Pros and Cons of Using Margin in Share Market Investments

Margin trading is a feature available on the stock market with the help of stockbrokers. The basic aim of the facility is to help investors purchase stocks worth more than what they can afford. 

With the margin trading provision at play, investors can earn high returns by buying high-value stocks at a fraction of the actual price. 

The remainder of the stock value is loaned by the stockbroker to the investor, with a nominal MTF interest rate attached. This amount is loaned when the investor leverages their market position either through cash or their investments or securities. 

With all this in mind and as helpful as it may sound, using margin in share market investments does come with its set of risks and rewards.

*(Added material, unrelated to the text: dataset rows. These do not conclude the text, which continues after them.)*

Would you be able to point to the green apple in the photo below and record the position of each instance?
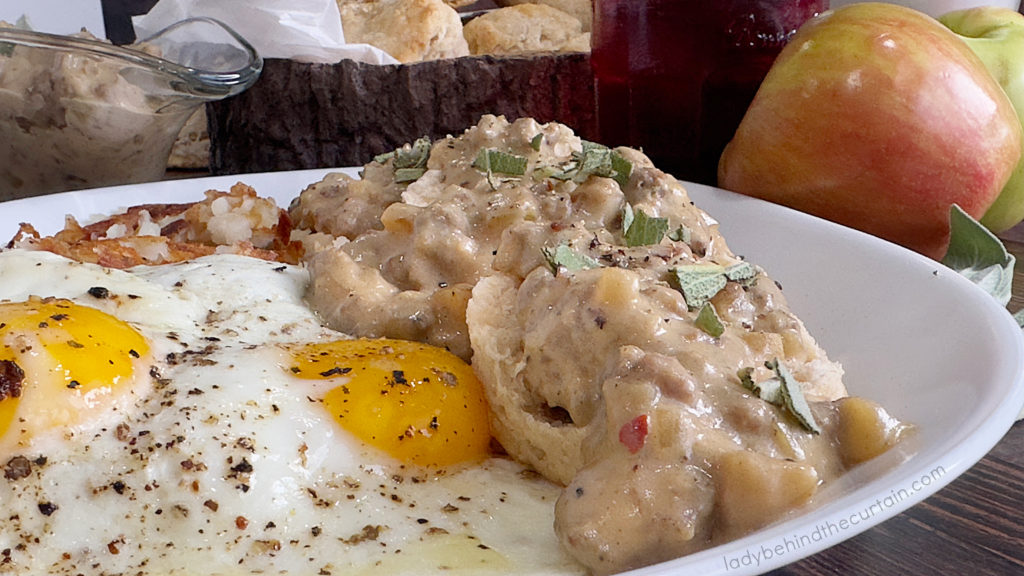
(996, 35)
(878, 117)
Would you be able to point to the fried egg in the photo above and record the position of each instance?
(198, 419)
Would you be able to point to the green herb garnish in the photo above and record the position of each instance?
(409, 162)
(681, 234)
(698, 283)
(641, 230)
(596, 160)
(709, 322)
(535, 142)
(979, 255)
(496, 161)
(563, 256)
(793, 397)
(742, 273)
(768, 391)
(782, 391)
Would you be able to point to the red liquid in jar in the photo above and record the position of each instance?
(675, 77)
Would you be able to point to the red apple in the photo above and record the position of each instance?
(880, 118)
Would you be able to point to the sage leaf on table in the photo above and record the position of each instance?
(977, 254)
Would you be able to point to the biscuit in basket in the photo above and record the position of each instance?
(525, 29)
(582, 9)
(409, 30)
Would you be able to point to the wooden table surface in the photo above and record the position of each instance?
(973, 527)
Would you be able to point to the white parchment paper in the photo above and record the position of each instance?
(300, 30)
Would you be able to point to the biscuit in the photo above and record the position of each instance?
(524, 29)
(409, 30)
(582, 9)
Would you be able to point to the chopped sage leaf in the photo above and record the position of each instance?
(681, 234)
(793, 397)
(563, 256)
(709, 322)
(409, 162)
(979, 255)
(596, 160)
(641, 230)
(742, 273)
(496, 161)
(698, 283)
(622, 169)
(414, 156)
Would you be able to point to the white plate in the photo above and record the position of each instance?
(910, 333)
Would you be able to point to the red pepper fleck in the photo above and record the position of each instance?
(634, 434)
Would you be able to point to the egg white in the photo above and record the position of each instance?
(229, 465)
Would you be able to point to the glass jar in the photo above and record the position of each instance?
(78, 113)
(675, 77)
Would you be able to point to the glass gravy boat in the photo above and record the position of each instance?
(78, 113)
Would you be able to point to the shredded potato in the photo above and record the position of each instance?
(236, 221)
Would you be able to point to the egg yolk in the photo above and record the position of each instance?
(59, 360)
(418, 403)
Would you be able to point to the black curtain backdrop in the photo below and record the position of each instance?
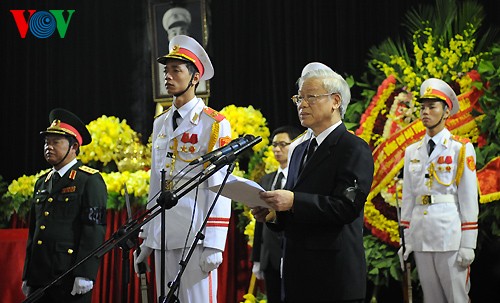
(103, 65)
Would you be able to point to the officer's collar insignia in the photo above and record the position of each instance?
(70, 189)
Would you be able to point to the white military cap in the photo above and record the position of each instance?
(185, 48)
(176, 16)
(437, 89)
(314, 66)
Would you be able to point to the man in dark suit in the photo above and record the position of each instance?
(67, 218)
(266, 251)
(321, 210)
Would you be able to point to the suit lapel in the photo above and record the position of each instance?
(321, 153)
(65, 180)
(294, 165)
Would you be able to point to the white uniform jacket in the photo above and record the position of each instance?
(201, 131)
(448, 178)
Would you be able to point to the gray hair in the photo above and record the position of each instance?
(333, 83)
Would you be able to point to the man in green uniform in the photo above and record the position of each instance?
(67, 218)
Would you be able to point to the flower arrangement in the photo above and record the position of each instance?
(19, 192)
(247, 120)
(115, 144)
(445, 46)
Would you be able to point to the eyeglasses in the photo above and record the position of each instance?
(281, 144)
(310, 99)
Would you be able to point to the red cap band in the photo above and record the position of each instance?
(192, 56)
(72, 130)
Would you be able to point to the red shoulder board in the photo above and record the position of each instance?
(214, 114)
(460, 139)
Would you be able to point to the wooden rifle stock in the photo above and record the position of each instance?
(407, 288)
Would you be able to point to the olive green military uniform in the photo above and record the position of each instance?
(67, 222)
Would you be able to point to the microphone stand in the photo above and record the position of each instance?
(129, 230)
(162, 237)
(174, 285)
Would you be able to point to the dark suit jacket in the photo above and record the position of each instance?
(267, 243)
(324, 257)
(67, 222)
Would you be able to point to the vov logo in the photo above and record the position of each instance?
(42, 24)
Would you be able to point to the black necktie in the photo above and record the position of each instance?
(279, 181)
(310, 151)
(174, 119)
(431, 146)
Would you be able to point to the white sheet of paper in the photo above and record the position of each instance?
(242, 190)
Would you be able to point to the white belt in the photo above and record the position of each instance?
(433, 199)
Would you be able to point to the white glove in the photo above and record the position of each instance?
(210, 259)
(82, 286)
(465, 256)
(25, 288)
(142, 258)
(259, 274)
(404, 257)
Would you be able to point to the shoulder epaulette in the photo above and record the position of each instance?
(214, 114)
(460, 139)
(89, 170)
(162, 113)
(299, 136)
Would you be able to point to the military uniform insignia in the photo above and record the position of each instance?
(223, 141)
(214, 114)
(186, 138)
(460, 139)
(195, 117)
(70, 189)
(471, 164)
(163, 112)
(48, 176)
(88, 170)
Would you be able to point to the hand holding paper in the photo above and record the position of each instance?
(242, 190)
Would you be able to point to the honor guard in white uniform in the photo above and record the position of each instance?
(440, 200)
(185, 132)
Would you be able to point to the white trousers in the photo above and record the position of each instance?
(442, 279)
(196, 286)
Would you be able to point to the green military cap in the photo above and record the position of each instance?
(63, 122)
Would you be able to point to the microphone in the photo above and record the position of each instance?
(167, 199)
(216, 154)
(231, 155)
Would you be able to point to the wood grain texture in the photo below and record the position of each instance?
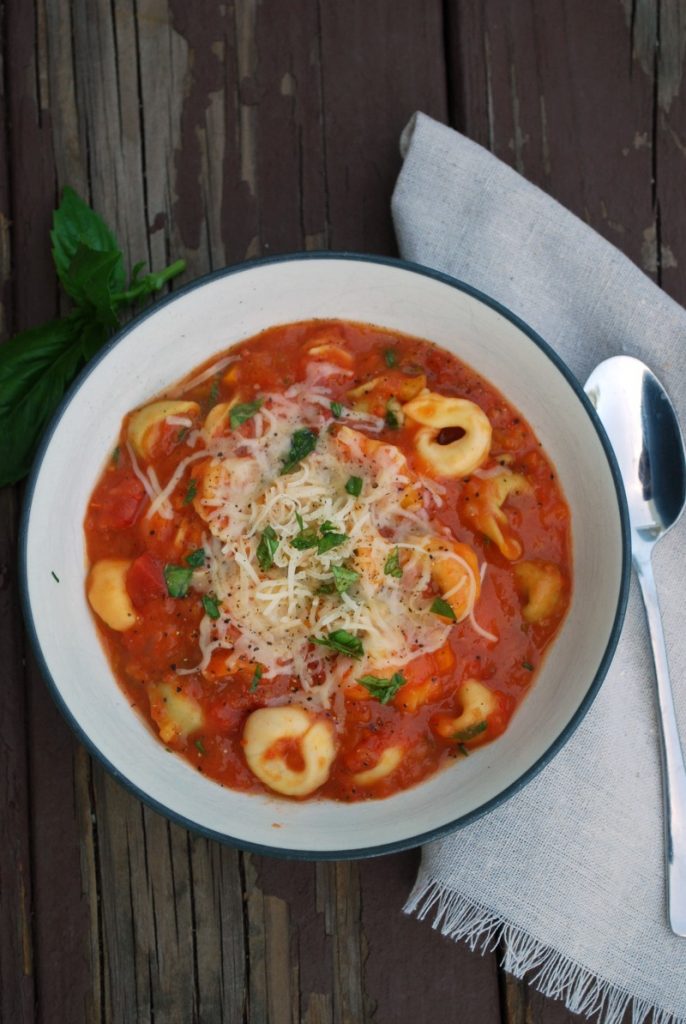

That is exactly what we will be telling you about here.

Advantages

Below is a list of some of the advantages or pros of using margin in share market investments:

  • Higher Buying Power: 
  • With the help of Margin trading, investors gain access to more capital to invest than they have with them
  • With the availability of higher capital, investors can then also invest in higher-value stocks
  • Since the investment range increases, so does the potential to maximise their profit

  • Leveraged Profits: 
  • When investors use leverage, they stand a chance to multiply their gains
  • This can happen when the market moves in their favour. 
  • As a result, the profit potential for investors is quite high, especially if the market is volatile. 
  • Short-Selling Opportunities: 
  • Margin trading lets investors trade through short-selling
  • In short-selling investors can profit from falling stock prices 

  • Access to High-Value Stocks: 
  • Because of the access to greater capital, investors now have access to stocks they might not have been able to afford before
  • With such high-value stocks available, investors have better exposure to prominent companies and market leaders.

Disadvantages of Margin Trading

Below is a list of some of the disadvantages or cons of using margin in share market investments:

More Risky: 

  • Where there is the potential for higher profits, the potential for greater losses also exists
  • This happens when the market moves against your positions.
  • Sometimes, the losses could also potentially be greater than the initial investment.

Interest Payments: 

  • Since a majority of the total funds are being loaned to the investor by the stockbroker, the latter charges a nominal MTF interest rate on it.

If the MTF interest rate is high, it can end up eating into the profits or returns the investor gains from the investment

Margin Calls: 

  • A margin call can be thought of as a reminder to an investor by the stockbroker
  • Margin calls help manage risks by pointing out to the investor that the value of the MTF account has fallen below a certain level. 
  • With this indication, the investor is expected to add more funds to the account to maintain the  margin amount 
  • If this call is not heeded, the stockbroker may choose to forcefully liquidate some of the positions to prevent further losses

In Conclusion

Trading in margin meaning in share market can be quite exciting without a doubt, especially since it opens up new avenues for the trader. With a larger capital at their disposal, traders have the benefit of investing in high-value stocks, attaining a higher market position and potentially generating higher gains as well. 

But like any other investment strategy, margin trading also comes with its fair share of risks and rewards. This is why investors must look at each aspect of the strategy before they decide to pursue it further. This will help them steer clear of potentially higher losses, which sometimes might also exceed the initial investment amount.